3. The plug with temperature detection function according to claim 1, characterized in that: The pin bracket is provided with two limiting blocks, which are respectively located on both sides of the temperature sensor and have a gap with the temperature sensor. The inner sides of the ends of the two limiting blocks are provided with protrusions, and the protrusions are arranged opposite to the temperature sensor with a gap between them.
4. The plug with temperature detection function according to claim 3, characterized in that: The heat-conducting component encloses the two limiting blocks and the corresponding protrusions.
5. The plug with temperature detection function according to claim 4, characterized in that: The thermally conductive component is thermally conductive silicone, which is integrally molded onto the pin bracket.
6. The plug with temperature detection function according to claim 1, characterized in that: The depth of the containment chamber is less than the length of the temperature sensor.
7. The plug with temperature detection function according to claim 1, characterized in that: The conductor contains a signal line, one end of which is electrically connected to the temperature sensor, and the other end of which is electrically connected to the terminal device.
8. The plug with temperature detection function according to claim 1, characterized in that: The insulating shell is filled with TPE components.

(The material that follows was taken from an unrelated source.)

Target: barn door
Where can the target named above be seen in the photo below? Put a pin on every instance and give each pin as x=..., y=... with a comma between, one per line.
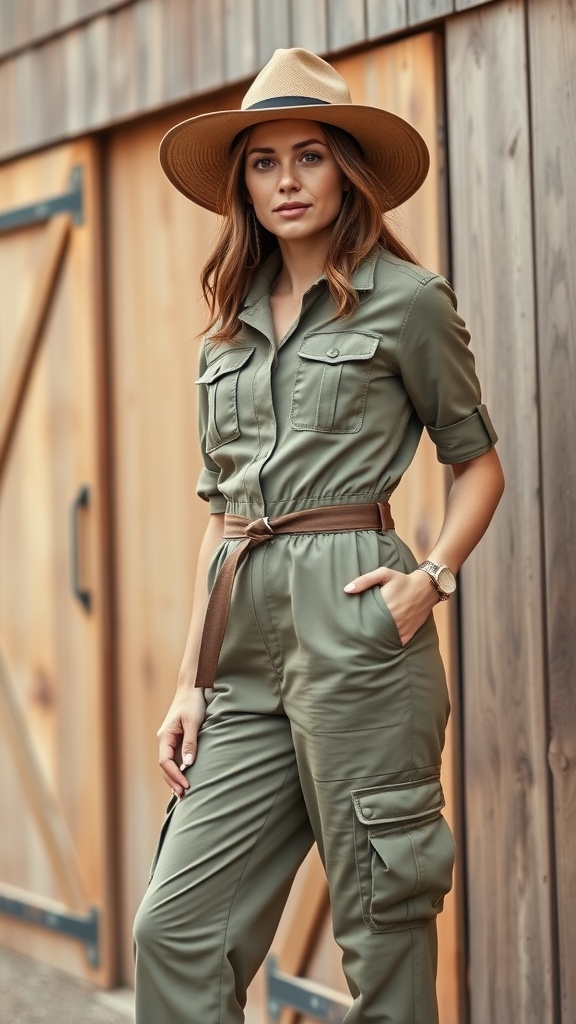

9. The plug with temperature detection function according to claim 1, characterized in that: It also includes a temperature probe, which is disposed on the insulating housing and has its head protruding from the insulating housing.
10. The plug with temperature detection function according to claim 1, characterized in that: The insulating housing includes an inner shell and an outer shell that surrounds the inner shell. The inner shell includes an inner housing and an inner cover that is detachably connected to the inner housing.